Smoking is one of the reasons for chronic lung diseases in smokers and non-smokers alike, but recent study reveals that exposure to second hand smoke leads to increased childhood illnesses alarming the pediatric community.

Science Daily recently published a study from the Pediatric Academic Societies Meeting 2016. According to a study, children who lived with smokers and are exposed to tobacco smoke get more illnesses as compared to children with no exposure to smokers.

The research entitled, "Tobacco Smoke Exposure and Health Care Utilization among Children Nationwide," studied the statistics presented from 2011-2012 by the National Survey on Children's Health and the U.S. Centers for Disease and Control Prevention's National Center for Health Statistics.

"Results showed a total of 24 percent of the 95,677 children in the study, corresponding to a weighted total of 17.6 million children across the United States, lived with smokers. About 5 percent of the children lived with someone who smokes inside the home, equivalent to a weighted sum of 3.6 million U.S. children" according to the same report by Science Daily.

Tobacco contains high amount of nicotine.

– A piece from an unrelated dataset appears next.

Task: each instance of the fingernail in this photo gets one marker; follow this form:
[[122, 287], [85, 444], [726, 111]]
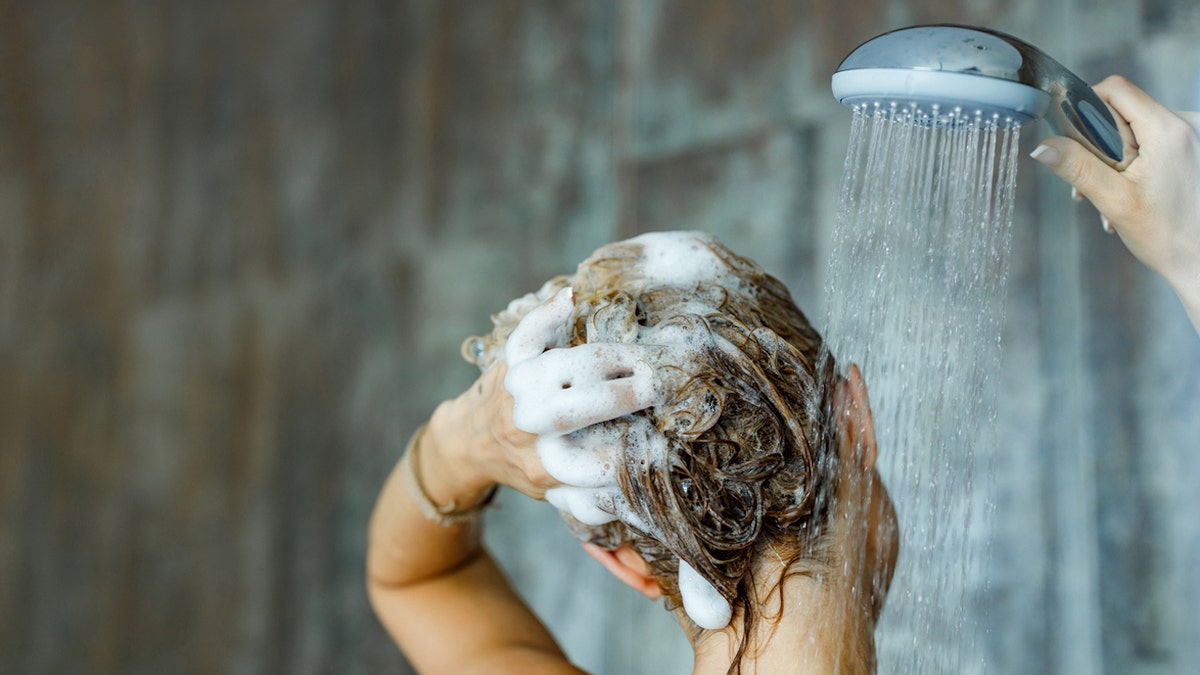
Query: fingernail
[[1047, 155]]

It also a known cause of dental problems, halitosis and the more chronic illnesses such as liver, larynx and lung cancer, stroke, hypertension and bronchitis. According to the World Health Organization (WHO) there are about 6 millions preventable deaths each year due to smoking.

Apparently, smoking also drastically affects the health of children who live or exposed to second hand tobacco smoke. In the abstract released by the American Academy of Pediatrics, Lead author Ashley Merianos, PhD, Assistant Professor in the School of Human Services at the University of Cincinnati and a certified health education specialist said "Settings with a high volume of children exposed to tobacco smoke at home, including pediatric emergency departments, could serve as effective outlets for health messages to inform caregivers about the dangers of smoking around children and help decrease these potentially preventable tobacco smoke exposure-related visits and associated costs."

These just shows that the long debate regarding the public health safety issue when it comes to tobacco have a more significant social value than just causing diseases with adults. With the findings by Dr. Merianos, more distributors, law-makers and smokers should re-think their lifestyle since it is now backed up by science that smoking leads to increase illnesses affecting the fragile immune system of children.